A capital gaúcha já tem essa compreensão formalizada desde 19 de junho 1990, quando editada a Lei do Município de Porto Alegre 6.619, estabelecendo o carnaval de rua de Porto Alegre, com todas as suas manifestações tradicionais, como evento oficial do município, com administração, execução e comercialização pelo Poder Público.

O compromisso tem também abrangência internacional, uma vez que o Brasil ratificou em 2013 a Convenção Interamericana contra o Racismo, a Discriminação Racial e Formas Correlatas de Intolerância (CIRDI, promulgada no Brasil pelo Decreto 10.932, de 10 de janeiro de 2022), comprometendo-se a prevenir, eliminar, proibir e punir todos os atos e manifestações de racismo e formas correlatas de intolerância, inclusive aquelas que signifiquem a negação a qualquer restrição ou limitação do uso de tradições, costumes e cultura das pessoas em atividades públicas ou privadas ou a negação a direito cultural (artigo 4º, IX e XII, da CIRDI).

O escopo legislativo traçado evidencia que é dever do Poder Público não só permitir a manifestação cultural no Carnaval, mas também assegurar seu livre exercício, viabilizar a diversidade de narrativas e a ampla e diversa participação popular.
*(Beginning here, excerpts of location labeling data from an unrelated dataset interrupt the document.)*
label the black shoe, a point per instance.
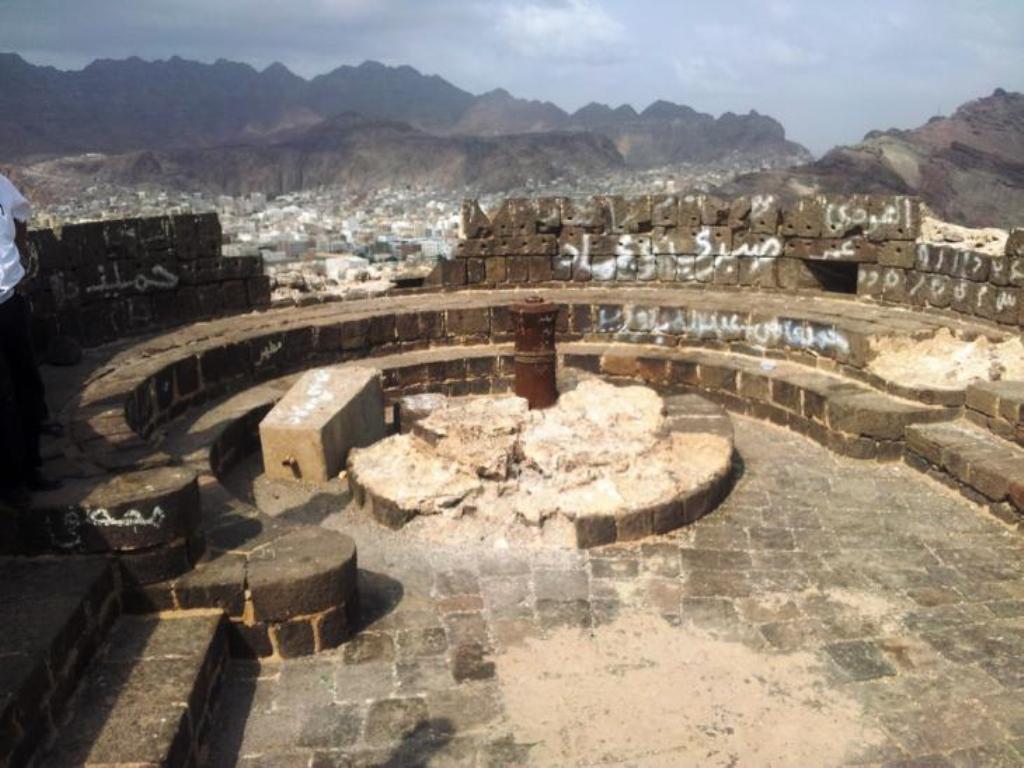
(39, 481)
(16, 498)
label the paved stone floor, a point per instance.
(830, 612)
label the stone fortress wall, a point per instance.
(862, 245)
(98, 282)
(771, 311)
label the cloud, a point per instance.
(576, 30)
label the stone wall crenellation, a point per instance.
(98, 282)
(863, 245)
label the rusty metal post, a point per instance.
(535, 351)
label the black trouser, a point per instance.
(23, 406)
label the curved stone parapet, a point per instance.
(148, 519)
(805, 366)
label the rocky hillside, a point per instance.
(116, 107)
(968, 167)
(349, 150)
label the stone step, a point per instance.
(54, 613)
(147, 697)
(983, 466)
(998, 406)
(849, 417)
(150, 519)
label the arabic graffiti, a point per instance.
(845, 217)
(269, 351)
(720, 326)
(67, 534)
(316, 395)
(132, 518)
(160, 278)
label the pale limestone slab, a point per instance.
(327, 413)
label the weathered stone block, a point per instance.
(897, 253)
(327, 413)
(1015, 243)
(515, 217)
(665, 210)
(893, 218)
(587, 215)
(803, 219)
(965, 296)
(894, 285)
(766, 213)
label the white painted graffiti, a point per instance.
(717, 326)
(69, 532)
(845, 217)
(768, 248)
(268, 351)
(132, 518)
(161, 278)
(761, 205)
(316, 394)
(846, 251)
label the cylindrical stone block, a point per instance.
(534, 322)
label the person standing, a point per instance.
(23, 403)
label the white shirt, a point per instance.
(12, 207)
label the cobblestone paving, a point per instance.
(904, 602)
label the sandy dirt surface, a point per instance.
(641, 692)
(488, 468)
(989, 241)
(944, 361)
Não se trata de não atrapalhar, mas de realizar.

É certo que a desigualdade racial envolve não só as dimensões econômica, política e de representação, mas também cultural. O racismo cultural é também um discurso de ódio e alimenta a desigualdade e o estigma. Neste viés, a igualdade étnico-racial é um dos objetivos de desenvolvimento sustentável previsto na Agenda 2030 para o governo brasileiro.
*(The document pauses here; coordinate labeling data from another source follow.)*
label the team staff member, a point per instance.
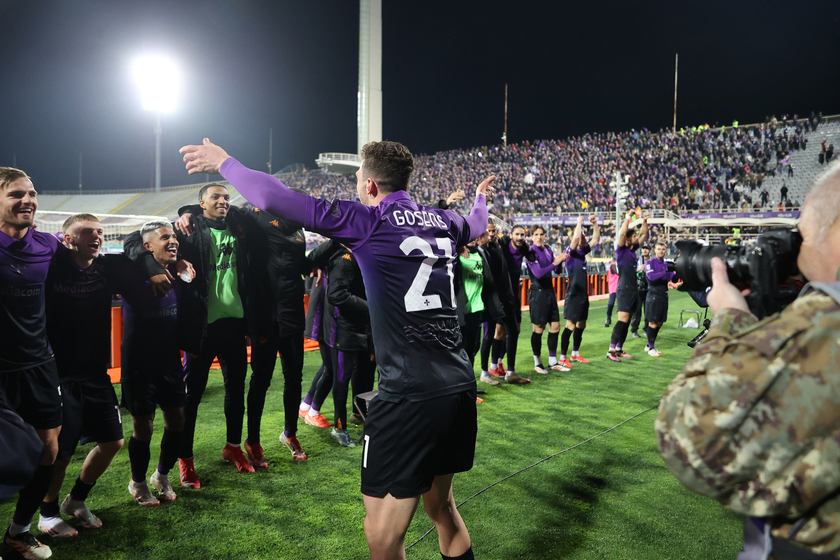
(79, 285)
(28, 375)
(640, 273)
(152, 372)
(656, 306)
(421, 427)
(514, 249)
(628, 290)
(493, 345)
(751, 420)
(279, 261)
(576, 305)
(217, 311)
(542, 300)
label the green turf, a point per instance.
(611, 498)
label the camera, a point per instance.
(763, 267)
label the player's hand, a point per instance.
(183, 225)
(454, 197)
(723, 294)
(485, 188)
(185, 265)
(317, 274)
(161, 283)
(207, 158)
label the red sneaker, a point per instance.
(255, 456)
(317, 421)
(235, 456)
(294, 446)
(188, 477)
(497, 372)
Uma vez estabelecidas competências ao Poder Público para assegurar o direito fundamental ao Carnaval, maior festa popular do país, exercício máximo do fomento à cultura, cabe à advocacia pública viabilizar juridicamente a política pública cultural-carnavalesca, atenta inclusive ao dever constitucional, legal e convencional do Estado brasileiro de adotar políticas especiais para assegurar o gozo ou o exercício dos direitos e liberdades fundamentais das pessoas ou grupos sujeitos ao racismo e formas correlatas de intolerância – como o direito à livre manifestação cultural (artigos 9º e 5º da CIRDI).

É o que se espera de uma advocacia pública alçada pela Constituição Federal de 1988 como função essencial à justiça. É o que espera essa autora, mulher branca advogada pública, que escreve num sábado de Carnaval.